Search code examples
stringlua

Can I get scape characters still behave as such for a string provided by f:read() in Lua?


I'm working on a simple localization function for my scripts and, although it's starting to work quite well so far, I don't know how to avoid scape/special characters to be shown in UI as part of the text after feeding the widgets with the strings returned by f:read().

For example, if in a certain Strings.ES.txt's line I have: Ignorar \"Etiquetas de capa\", I'd expect backslashes didn't end showing up just like when I feed the widget with a normal string between doble quotes like: "Ignorar \"Etiquetas de capa\"", or at least have a way to avoid it. I've been trial-and-erroring with tostring() and load() functions and different (surely nonsense 🙄) concatenations like: load(tostring("[[" .. f:read()" .. ]]")) and such without any success, so here I'm again...

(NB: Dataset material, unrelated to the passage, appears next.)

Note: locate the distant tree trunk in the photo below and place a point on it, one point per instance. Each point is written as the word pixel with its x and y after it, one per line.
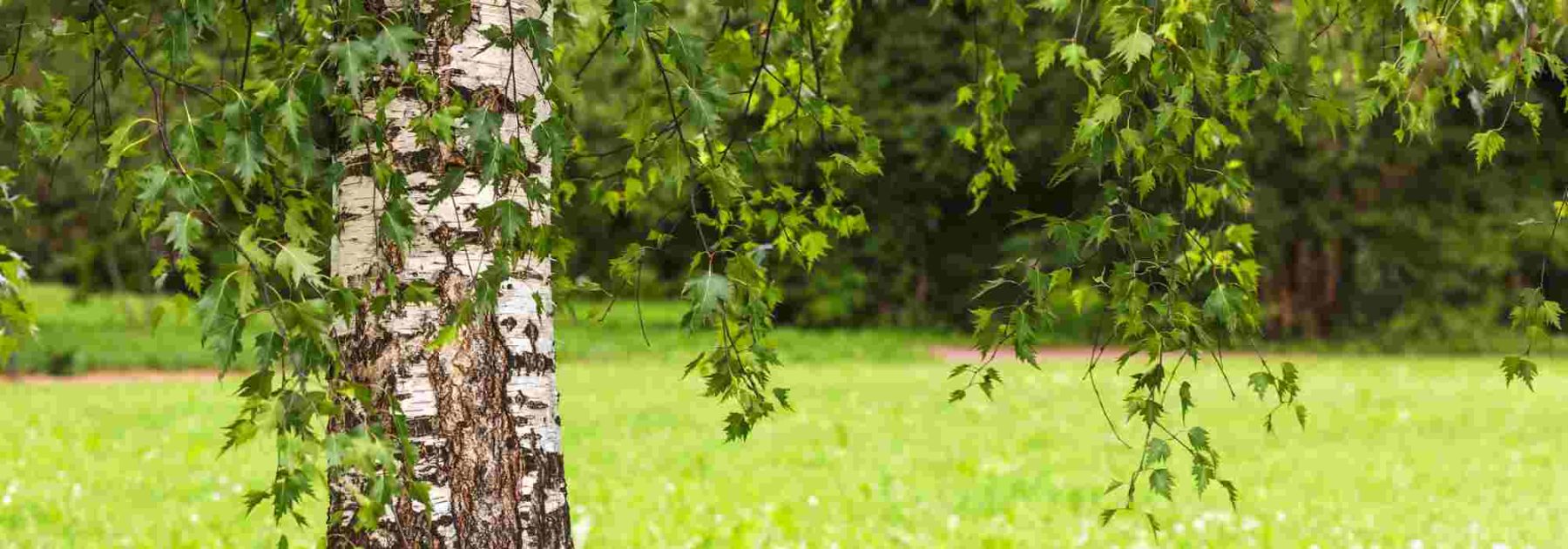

Do someone know if there is a way to get scape characters in a string returned by f:read() still behave as special as when they are found in a regular one?


Solution

  • I don't know how to avoid [e]scape/special characters to be shown in UI as part of the text

    What you want is to "unescape" or "unquote" a string to interpret escape sequences as if it were parsed as a quoted string by Lua.

    [...] with the strings returned by f:read() [...]

    The fact that this string was obtained using f:read() can be ignored; all that matters is that it is a string literal without quotes using quoted string escapes.

    I've been trial-and-erroring with tostring() and load() functions and different [...] concatenations like: load(tostring("[[" .. f:read()" .. ]]")) and such without any success [...]

    This is almost how to do it, except you chose the wrong string literal type: "Long" strings using pairs square brackets ([ and ]) do not interpret escape sequences at all; they are intended for including long, raw, possibly multiline strings in Lua programs and often come in handy when you need to represent literal strings with backslashes (e.g. regular expressions - not to be confused with Lua patterns, which use % for escapes, and lack the basic alternation operator of regular expressions).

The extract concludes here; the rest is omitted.